If Client VM is using Windows OS

  1. Go to overview page of hdi-kafka and click on Ambari view to get the URL.

  2. Put the login credential as username admin and password YOUR_PASSWORD, which you have set while creating cluster.

    Note

    1. In Windows VM, static hostnames need to be added in the host file which present in the path C:\Windows\System32\drivers\etc\.
    2. This article assumes that the Ambari server is active on Head Node 0. If the Ambari server is active on Head Node 1 use the FQDN of hn1 to access the Ambari UI.

    Screenshot showing the dashboard.

  3. You can also send messages to kafka topic and read the topics from the VM. For that you can try to use this sample java application.

  4. Use sample git repository to create Kafka topics, produce and consume data from that topic. For more information, see hdinsight-kafka-java-getting-started.

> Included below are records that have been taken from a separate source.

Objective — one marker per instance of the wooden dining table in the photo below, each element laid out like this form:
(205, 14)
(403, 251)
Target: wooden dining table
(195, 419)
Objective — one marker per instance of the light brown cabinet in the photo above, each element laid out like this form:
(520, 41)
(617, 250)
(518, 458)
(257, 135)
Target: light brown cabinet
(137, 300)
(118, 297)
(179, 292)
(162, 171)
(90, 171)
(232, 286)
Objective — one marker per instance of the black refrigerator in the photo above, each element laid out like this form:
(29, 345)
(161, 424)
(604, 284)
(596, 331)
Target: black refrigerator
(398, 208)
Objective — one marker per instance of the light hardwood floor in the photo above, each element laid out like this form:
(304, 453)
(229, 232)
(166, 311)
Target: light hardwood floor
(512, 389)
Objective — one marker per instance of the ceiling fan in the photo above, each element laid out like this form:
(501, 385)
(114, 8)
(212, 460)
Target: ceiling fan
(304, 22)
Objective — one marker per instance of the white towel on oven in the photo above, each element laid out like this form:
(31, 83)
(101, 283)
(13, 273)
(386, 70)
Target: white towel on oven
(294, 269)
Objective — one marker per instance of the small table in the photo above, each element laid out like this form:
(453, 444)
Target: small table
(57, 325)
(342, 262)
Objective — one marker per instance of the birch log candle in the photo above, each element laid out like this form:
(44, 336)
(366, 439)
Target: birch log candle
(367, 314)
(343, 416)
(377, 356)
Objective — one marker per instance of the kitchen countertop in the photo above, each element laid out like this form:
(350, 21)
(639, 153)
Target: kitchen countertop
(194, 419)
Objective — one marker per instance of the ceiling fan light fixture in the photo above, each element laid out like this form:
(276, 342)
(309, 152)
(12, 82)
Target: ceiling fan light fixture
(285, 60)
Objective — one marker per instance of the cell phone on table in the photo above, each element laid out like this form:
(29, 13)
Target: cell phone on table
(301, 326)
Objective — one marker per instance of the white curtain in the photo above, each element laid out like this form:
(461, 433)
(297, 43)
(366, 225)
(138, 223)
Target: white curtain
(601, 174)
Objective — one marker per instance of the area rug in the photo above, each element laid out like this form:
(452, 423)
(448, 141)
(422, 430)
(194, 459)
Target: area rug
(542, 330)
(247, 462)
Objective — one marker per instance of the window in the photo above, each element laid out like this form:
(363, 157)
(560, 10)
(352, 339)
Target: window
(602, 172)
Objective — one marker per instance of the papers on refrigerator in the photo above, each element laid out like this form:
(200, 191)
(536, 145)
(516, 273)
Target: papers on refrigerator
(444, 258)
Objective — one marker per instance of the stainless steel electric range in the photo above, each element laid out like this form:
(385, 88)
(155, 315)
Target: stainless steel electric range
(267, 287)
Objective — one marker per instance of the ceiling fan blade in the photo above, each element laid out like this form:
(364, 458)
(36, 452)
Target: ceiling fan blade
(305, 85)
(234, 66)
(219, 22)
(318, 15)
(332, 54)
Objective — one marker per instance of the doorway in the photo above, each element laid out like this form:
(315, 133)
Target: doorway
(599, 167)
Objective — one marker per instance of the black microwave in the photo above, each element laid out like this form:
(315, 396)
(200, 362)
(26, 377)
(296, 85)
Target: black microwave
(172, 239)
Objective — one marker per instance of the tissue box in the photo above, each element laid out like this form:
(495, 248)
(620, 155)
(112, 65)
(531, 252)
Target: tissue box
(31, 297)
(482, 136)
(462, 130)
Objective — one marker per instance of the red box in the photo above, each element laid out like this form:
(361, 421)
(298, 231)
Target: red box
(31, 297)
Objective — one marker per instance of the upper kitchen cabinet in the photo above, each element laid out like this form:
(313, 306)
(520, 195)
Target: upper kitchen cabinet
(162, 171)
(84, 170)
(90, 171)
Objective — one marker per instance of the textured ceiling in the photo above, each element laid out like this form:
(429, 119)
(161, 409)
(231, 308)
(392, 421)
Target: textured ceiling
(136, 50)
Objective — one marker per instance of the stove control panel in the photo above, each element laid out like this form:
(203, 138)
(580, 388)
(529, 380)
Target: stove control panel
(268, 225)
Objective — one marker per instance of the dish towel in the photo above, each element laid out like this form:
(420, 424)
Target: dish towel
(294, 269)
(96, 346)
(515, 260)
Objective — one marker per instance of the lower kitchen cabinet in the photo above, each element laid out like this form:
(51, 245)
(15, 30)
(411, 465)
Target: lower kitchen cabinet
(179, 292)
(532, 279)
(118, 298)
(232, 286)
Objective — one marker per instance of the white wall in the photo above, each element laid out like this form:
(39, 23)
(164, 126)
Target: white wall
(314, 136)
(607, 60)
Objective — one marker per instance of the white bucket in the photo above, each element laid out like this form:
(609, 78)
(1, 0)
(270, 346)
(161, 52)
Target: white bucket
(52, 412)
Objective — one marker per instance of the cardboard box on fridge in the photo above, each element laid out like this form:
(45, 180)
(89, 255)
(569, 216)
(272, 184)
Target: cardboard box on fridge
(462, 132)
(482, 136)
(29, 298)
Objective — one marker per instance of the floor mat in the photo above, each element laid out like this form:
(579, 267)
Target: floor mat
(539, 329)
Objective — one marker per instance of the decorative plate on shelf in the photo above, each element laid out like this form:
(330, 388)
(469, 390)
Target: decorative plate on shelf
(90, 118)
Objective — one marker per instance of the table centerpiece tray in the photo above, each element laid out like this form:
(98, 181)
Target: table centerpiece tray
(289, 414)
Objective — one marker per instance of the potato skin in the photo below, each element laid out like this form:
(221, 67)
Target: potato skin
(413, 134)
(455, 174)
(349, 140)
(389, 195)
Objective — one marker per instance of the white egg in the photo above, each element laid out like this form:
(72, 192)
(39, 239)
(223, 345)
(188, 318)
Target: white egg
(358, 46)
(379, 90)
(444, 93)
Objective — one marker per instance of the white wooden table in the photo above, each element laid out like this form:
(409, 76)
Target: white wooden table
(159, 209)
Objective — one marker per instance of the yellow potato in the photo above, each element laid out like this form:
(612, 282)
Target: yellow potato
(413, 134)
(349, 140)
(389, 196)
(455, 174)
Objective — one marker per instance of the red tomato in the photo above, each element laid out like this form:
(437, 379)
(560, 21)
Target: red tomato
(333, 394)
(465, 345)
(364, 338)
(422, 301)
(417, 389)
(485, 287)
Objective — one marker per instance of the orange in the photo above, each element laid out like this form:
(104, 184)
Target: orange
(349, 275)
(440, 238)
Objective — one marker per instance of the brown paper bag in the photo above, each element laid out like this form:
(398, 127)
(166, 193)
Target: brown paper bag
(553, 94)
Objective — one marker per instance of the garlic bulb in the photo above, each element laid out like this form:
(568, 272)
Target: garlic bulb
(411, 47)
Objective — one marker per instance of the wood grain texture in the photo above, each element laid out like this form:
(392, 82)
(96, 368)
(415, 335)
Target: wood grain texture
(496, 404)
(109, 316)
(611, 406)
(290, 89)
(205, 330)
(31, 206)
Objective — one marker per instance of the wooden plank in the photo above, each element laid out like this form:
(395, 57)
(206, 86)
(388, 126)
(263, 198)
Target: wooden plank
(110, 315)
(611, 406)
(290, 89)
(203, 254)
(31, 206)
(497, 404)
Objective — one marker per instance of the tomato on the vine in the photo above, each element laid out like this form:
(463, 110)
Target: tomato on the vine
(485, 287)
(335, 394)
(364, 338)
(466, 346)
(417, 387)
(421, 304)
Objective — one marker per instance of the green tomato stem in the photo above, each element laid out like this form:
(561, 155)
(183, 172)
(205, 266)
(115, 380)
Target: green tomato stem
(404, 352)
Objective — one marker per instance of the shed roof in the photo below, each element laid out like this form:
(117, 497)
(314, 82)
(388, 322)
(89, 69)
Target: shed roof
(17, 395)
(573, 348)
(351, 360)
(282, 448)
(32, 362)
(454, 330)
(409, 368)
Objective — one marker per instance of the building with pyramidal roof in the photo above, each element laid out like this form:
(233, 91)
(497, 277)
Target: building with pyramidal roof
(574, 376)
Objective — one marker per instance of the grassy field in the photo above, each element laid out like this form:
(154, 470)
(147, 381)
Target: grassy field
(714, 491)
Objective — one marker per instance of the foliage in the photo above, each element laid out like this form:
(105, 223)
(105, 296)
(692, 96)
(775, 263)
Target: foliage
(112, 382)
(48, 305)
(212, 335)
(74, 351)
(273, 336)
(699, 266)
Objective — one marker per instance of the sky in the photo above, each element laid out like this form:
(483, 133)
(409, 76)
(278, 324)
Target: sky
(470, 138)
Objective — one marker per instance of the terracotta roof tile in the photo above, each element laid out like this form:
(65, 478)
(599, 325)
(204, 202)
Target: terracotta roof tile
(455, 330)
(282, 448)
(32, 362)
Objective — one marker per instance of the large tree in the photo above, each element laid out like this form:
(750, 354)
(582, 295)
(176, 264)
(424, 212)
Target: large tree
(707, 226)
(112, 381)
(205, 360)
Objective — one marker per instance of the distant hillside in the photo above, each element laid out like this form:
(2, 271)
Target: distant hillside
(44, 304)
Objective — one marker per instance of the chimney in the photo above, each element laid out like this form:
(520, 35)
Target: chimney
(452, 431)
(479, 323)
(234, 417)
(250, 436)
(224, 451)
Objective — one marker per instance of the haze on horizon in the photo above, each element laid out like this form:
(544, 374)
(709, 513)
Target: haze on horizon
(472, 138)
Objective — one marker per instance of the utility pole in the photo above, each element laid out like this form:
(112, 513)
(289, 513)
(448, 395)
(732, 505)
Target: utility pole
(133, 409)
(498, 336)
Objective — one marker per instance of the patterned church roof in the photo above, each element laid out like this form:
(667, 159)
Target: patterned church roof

  5. You can use FQDN, IP or short name(first six letters of cluster name) of brokers to pass as KAFKABROKERS in the following commands.

     # In the previous example       # IP of worker node 0 is `broker1-ip` and worker node 1 is `broker2-ip`
     # Short Name of worker node 0 is `wn0-hdi-ka` and worker node 1 is `wn1-hdi-ka`      # FQDN of worker node 0 is `wn0-hdi-ka.mvml5coqo4xuzc1nckq1sltcxf.bx.internal.cloudapp.net` and worker node 1 is `wn1-hdi-ka.mvml5coqo4xuzc1nckq1sltcxf.bx.internal.cloudapp.net`
    
     # Create Kafka Topic 
          java -jar kafka-producer-consumer.jar create <topic_name> $KAFKABROKERS
          java -jar kafka-producer-consumer.jar create test broker1-ip:9092,broker2-ip:9092
    
     # Produce Data in Topic
          java -jar kafka-producer-consumer.jar producer <topic_name> $KAFKABROKERS
          java -jar kafka-producer-consumer.jar producer test wn0-hdi-ka:9092,wn1-hdi-ka:9092
    
     # Consume Data from Topic
          java -jar kafka-producer-consumer.jar consumer <topic_name> $KAFKABROKERS
          java -jar kafka-producer-consumer.jar consumer test wn0-hdi-ka.mvml5coqo4xuzc1nckq1sltcxf.bx.internal.cloudapp.net:9092,wn1-hdi-ka.mvml5coqo4xuzc1nckq1sltcxf.bx.internal.cloudapp.net:9092
    

Note

It is recommended to add all the brokers IP, FQDN or short name in $KAFKABROKERS for fault tolerance.